Range Dependence of an Optical Pulse Position Modulation Link in the Presence of Background Noise

Introduction We analyze the information efficiency of a deep-space optical communication link with background noise employing the pulse position modulation (PPM) format and a direct-detection receiver based on Geiger-mode... [ view full abstract ]

Introduction

We analyze the information efficiency of a deep-space optical communication link with background noise employing the pulse position modulation (PPM) format and a direct-detection receiver based on Geiger-mode photon counting.

Methods

The PPM format uses M equiprobable symbols defined by the location of a single light pulse in a frame of M otherwise empty bins. The information rate is quantified using Shannon mutual information, and is optimized with respect to the PPM order M. The photon information efficiency (PIE) is given by the ratio of mutual information and the received average number of photons per time bin. We compare PIE of various decoding strategies which differ by the class of output events processed to retrieve information, ranging from the case when only events with one (K=1) photocount in a single PPM frame are used (simple decoding) to all combinations of up to K=M photocounts (complete decoding).

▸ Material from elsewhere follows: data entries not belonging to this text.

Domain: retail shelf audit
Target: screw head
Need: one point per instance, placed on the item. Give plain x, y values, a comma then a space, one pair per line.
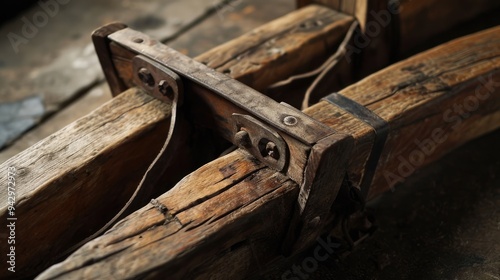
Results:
272, 150
241, 138
290, 120
146, 77
165, 89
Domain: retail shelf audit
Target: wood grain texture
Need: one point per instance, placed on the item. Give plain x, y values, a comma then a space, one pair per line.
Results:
433, 103
94, 161
421, 20
218, 233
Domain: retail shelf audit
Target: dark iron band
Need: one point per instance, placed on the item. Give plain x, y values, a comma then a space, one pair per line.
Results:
380, 126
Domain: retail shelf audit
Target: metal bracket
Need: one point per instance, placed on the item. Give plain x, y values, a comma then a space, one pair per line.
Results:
261, 141
282, 137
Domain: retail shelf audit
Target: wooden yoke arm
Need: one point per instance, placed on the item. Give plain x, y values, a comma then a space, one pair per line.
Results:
231, 215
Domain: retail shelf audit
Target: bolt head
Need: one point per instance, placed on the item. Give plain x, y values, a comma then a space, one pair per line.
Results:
290, 120
165, 89
146, 77
272, 150
241, 138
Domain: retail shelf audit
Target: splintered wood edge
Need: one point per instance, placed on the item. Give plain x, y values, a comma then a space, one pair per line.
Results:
202, 239
84, 173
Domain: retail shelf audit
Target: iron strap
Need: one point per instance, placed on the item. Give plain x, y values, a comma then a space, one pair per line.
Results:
380, 126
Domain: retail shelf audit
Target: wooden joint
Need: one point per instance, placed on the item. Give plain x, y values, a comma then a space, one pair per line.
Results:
323, 177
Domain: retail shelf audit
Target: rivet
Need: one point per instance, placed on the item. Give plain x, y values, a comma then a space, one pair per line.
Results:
272, 150
146, 77
241, 138
165, 89
290, 120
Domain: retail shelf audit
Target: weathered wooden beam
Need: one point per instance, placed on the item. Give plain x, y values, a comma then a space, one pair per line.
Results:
394, 28
72, 183
229, 217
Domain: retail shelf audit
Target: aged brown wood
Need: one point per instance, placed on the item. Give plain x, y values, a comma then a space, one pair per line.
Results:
84, 173
228, 218
417, 21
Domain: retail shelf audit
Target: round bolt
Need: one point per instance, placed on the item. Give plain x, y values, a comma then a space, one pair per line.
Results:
241, 138
272, 150
146, 77
290, 120
165, 89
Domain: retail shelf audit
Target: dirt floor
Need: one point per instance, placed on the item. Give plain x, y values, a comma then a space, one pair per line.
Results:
442, 223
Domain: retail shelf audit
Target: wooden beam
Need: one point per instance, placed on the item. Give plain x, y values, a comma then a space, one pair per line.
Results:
391, 29
229, 217
71, 183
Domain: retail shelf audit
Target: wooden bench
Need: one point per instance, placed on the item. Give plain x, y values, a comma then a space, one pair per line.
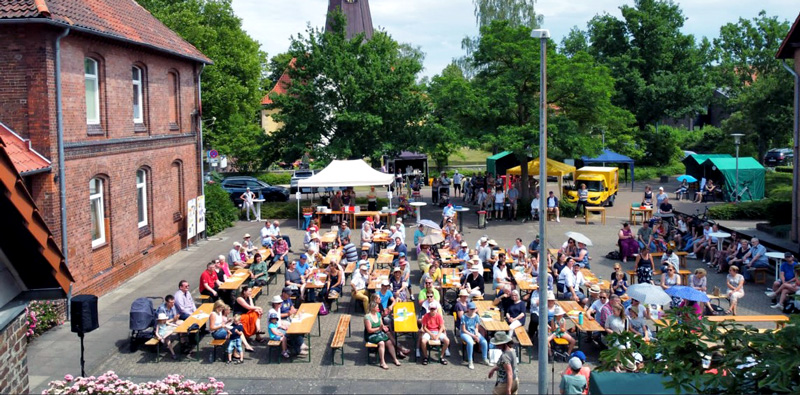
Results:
523, 340
342, 331
157, 344
273, 345
217, 343
594, 209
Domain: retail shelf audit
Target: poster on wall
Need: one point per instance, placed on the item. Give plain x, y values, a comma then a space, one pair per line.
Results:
191, 219
201, 214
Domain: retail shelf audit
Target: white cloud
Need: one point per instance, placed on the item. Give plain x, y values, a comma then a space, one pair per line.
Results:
438, 26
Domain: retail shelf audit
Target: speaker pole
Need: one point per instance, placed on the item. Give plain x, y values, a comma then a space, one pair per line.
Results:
83, 362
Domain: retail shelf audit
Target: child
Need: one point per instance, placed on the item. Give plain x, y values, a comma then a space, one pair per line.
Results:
277, 334
235, 342
620, 285
164, 333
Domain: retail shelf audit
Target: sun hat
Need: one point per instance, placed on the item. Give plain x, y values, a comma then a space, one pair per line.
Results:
558, 311
500, 338
575, 364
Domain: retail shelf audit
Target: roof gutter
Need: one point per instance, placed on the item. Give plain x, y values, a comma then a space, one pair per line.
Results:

We use numerical approach to identify the optimal operating regime and derive easily computable formulas in the limit of vanishing average detected signal power.

Results

In Fig. 1 we present contour plots of PIE as a function of the PPM order M and the received signal power n_a for a fixed noise power n_b = 10^(-3). The dashed curves indicate optimal PPM order M* as a function of n_a. Decoding restricted to single-photocount events (a) is compared to the complete decoding scenario (b). The qualitative difference between these two cases is clearly seen in Fig. 2(a) which presents performance of PPM with optimal order M* for complete (solid curves) and simple decoding (dashed curves) for several values of the background noise strength n_b. The arrows indicate the asymptotic values derived analytically. It is clear that to attain a non-zero asymptotic value of PIE one must use complete decoding, otherwise PIE tends to zero with n_a -> 0. Achieving such performance requires infrequent strong pulses as seen in Fig.2(b) which means that received energy is compressed in single time bin.

Discussion

Attainable system performance dramatically depends on the adopted decoding strategy. The scaling of the received mean photon number with covered distance r is quadratic r^(-2). Complete decoding scenario allows to achieve r^(-2) scaling of the information rate with the distance in comparison to r^(-4) for other strategies. The optimal operating regime requires a careful adjustment of the PPM order to the system characteristics, growing as r^2 with the covered distance.